We should recognise that Labour has begun to deliver on the New Deal for Working People through the Employment Rights Act. Workers will have access to sick pay and maternity leave from the first day on the job. The anti-union laws passed by the last Conservative government have been repealed. Trade union reps will have greater protections in workplaces, and balloting will be modernised through the introduction of electronic voting. Redundancy pay has been improved, and the caps on unfair dismissal compensation have been abolished. Workers will have the right to reasonable notice of a shift, any changes to a shift, or a cancellation of a shift. Workers who find their jobs outsourced will no longer see their terms and conditions eroded as a result.
These changes will have a real and lasting impact for workers across Scotland, and will I hope begin to help address the problem of work injustice. However, we have to recognise that the Employment Rights Act has not delivered on all of the New Deal for Working People. That is why the next Scottish Government, irrespective of party, must work alongside trade unions and the broader labour movement to make sure that future UK Government legislation delivers on initiatives like the outlawing of fire and rehire practices and a ban on zero-hours contracts.
It would however be wrong to suggest that, simply because employment law remains reversed to Westminster, the Scottish Government has no role in tackling work injustice.
While the Employment Rights Act and delivering on the New Deal for Working People in full are steps for the UK Government to take, Scotland has significant devolved powers at its disposal which are currently not being used to their full potential. The SNP set out the Fair Work agenda over a decade ago, yet we see near daily reminders that this agenda has largely been unsuccessful in many sectors of Scotland’s economy.
Many higher education institutions continue not to engage in meaningful consultation with trade unions, while threatening job cuts. Workers in the hospitality sector continue to face a range of issues from workplace harassment to lack of safe transport home. Progress on delivering sectoral collective bargaining in the social care sector remains stubbornly slow.
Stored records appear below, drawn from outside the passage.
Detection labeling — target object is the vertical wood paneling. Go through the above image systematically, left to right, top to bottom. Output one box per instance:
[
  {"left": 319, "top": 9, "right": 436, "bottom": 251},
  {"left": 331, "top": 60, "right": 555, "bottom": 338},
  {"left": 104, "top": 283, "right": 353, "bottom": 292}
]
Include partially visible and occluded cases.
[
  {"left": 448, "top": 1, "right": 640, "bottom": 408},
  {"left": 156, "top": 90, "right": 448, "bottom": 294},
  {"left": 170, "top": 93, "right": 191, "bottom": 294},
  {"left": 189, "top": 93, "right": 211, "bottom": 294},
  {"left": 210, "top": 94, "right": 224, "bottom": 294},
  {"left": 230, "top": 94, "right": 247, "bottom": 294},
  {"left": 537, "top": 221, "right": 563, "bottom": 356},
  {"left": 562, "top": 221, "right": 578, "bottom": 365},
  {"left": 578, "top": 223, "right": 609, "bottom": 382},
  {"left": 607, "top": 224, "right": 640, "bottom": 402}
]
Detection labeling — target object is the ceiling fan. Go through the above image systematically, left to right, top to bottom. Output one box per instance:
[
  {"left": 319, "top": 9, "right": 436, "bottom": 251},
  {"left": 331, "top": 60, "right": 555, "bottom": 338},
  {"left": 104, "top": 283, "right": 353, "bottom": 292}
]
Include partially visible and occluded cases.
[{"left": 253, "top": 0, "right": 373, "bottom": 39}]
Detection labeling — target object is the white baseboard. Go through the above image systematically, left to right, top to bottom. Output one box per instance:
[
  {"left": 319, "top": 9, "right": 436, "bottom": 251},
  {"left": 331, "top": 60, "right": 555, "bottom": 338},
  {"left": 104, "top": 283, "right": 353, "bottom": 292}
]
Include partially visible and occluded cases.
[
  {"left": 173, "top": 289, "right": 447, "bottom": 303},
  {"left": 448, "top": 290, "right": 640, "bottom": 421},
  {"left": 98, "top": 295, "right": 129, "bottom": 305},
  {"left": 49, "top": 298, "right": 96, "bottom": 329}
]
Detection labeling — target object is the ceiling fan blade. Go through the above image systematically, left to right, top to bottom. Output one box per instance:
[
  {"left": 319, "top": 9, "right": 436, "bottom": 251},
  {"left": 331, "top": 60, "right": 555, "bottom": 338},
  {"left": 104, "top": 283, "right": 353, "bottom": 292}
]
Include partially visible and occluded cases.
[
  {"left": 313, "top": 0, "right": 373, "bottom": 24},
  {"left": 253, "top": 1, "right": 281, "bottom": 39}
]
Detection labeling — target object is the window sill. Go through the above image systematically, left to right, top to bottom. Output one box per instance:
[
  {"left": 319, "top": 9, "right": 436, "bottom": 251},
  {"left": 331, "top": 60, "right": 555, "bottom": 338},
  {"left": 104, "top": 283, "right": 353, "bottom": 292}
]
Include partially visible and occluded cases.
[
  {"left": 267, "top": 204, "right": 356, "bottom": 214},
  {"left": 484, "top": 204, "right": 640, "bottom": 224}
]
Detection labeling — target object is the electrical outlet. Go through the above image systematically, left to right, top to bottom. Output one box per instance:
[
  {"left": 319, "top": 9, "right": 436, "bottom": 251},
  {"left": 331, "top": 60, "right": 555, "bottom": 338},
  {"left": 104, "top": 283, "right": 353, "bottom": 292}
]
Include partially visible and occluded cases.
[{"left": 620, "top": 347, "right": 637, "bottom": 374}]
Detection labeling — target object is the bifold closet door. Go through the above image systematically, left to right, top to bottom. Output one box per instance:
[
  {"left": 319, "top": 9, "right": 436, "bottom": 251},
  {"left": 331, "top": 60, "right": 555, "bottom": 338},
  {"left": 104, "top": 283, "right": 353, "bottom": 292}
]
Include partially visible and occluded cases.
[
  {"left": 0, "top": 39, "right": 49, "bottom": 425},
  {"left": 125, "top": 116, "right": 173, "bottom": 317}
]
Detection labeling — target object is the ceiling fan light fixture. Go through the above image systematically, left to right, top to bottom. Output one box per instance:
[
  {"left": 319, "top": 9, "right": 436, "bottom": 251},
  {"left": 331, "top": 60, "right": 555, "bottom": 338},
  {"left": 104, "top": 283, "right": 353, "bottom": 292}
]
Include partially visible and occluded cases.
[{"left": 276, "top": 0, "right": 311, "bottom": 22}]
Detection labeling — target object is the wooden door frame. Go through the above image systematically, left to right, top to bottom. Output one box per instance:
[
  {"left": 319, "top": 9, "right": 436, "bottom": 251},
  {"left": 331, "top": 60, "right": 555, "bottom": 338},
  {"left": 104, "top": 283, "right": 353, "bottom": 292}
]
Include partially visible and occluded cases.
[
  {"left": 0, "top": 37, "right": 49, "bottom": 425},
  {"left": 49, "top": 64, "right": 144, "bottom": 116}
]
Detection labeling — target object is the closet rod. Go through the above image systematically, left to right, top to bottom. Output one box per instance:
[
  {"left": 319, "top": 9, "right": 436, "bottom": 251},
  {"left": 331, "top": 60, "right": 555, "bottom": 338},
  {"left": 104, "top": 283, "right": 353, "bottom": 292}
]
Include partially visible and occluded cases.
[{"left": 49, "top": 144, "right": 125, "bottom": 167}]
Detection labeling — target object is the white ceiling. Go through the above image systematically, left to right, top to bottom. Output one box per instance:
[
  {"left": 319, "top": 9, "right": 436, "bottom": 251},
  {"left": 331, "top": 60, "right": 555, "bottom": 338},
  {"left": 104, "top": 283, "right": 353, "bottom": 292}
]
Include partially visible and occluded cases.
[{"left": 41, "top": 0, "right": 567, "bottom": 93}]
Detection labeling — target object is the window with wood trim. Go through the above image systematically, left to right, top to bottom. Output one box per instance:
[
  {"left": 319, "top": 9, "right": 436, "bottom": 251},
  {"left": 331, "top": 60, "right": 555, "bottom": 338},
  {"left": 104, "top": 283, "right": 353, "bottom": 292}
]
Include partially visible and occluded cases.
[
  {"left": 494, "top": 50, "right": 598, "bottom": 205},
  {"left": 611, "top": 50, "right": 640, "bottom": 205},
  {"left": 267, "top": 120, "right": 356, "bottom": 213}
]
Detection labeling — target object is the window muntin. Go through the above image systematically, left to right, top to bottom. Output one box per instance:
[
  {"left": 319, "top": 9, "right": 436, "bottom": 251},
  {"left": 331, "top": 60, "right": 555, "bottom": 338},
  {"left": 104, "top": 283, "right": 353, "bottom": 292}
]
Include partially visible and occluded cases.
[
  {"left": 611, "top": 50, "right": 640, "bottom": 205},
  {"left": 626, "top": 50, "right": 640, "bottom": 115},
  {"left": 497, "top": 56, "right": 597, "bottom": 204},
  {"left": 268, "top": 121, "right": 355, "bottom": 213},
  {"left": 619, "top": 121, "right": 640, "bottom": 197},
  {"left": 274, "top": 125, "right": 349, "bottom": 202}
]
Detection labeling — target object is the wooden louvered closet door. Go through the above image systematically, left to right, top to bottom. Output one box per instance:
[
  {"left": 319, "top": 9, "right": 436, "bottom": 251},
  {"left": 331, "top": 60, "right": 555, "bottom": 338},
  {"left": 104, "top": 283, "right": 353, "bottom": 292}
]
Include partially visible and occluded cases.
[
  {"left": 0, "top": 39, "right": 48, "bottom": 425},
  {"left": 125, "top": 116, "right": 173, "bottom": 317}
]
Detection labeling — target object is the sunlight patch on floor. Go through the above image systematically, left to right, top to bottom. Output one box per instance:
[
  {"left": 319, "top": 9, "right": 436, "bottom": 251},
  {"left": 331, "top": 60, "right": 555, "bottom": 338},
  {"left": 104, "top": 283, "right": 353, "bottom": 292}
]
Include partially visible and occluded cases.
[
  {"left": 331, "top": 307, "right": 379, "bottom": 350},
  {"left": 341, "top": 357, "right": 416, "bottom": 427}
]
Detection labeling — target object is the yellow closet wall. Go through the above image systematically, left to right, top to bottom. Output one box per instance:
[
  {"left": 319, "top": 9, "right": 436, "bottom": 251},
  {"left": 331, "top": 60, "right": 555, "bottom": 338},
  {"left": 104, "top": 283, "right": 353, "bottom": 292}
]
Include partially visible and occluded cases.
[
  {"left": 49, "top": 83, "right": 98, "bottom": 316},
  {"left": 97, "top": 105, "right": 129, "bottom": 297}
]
In the next session of the Scottish Parliament, we must make tackling work injustice and truly delivering on the Fair Work agenda an urgent priority. That means delivering collective bargaining in the social care sector and expanding it to other sectors as well. In the public transport sector, the assault of workers should be made a specific offence and treated as aggravated assault, recognising the unacceptability of violence against workers. Women workers in all sectors, including teachers and classroom assistants, are facing an increase in violence, sexism and misogyny, and far more action is needed to tackle this.
Continued receipt of Scottish Government grants and public funding should be conditional not just on agreement with Fair Work principles, but actual regular evidence that these are being adhered to. Commissioning and procurement processes should give greater weighting to Fair Work principles, particularly union recognition, and should also include additional conditions like paying the Real Living Wage or collectively bargained rates, and abiding by national agreements like that covering engineering construction. Fair Work principles should also be updated to include greater focus on improving the rights of young, women, ethnic minority and disabled workers, and to promote flexible working practices.
If re-elected to the Scottish Parliament, I will continue to work with trade unions and the broader labour movement to make the case for such action to tackle work injustice across Scotland.
Katy Clark has served as a Labour MSP for West Scotland since 2021. She is Scottish Labour’s Spokesperson for Community Safety. She was previously the MP for North Ayrshire and Arran from 2005 to 2015.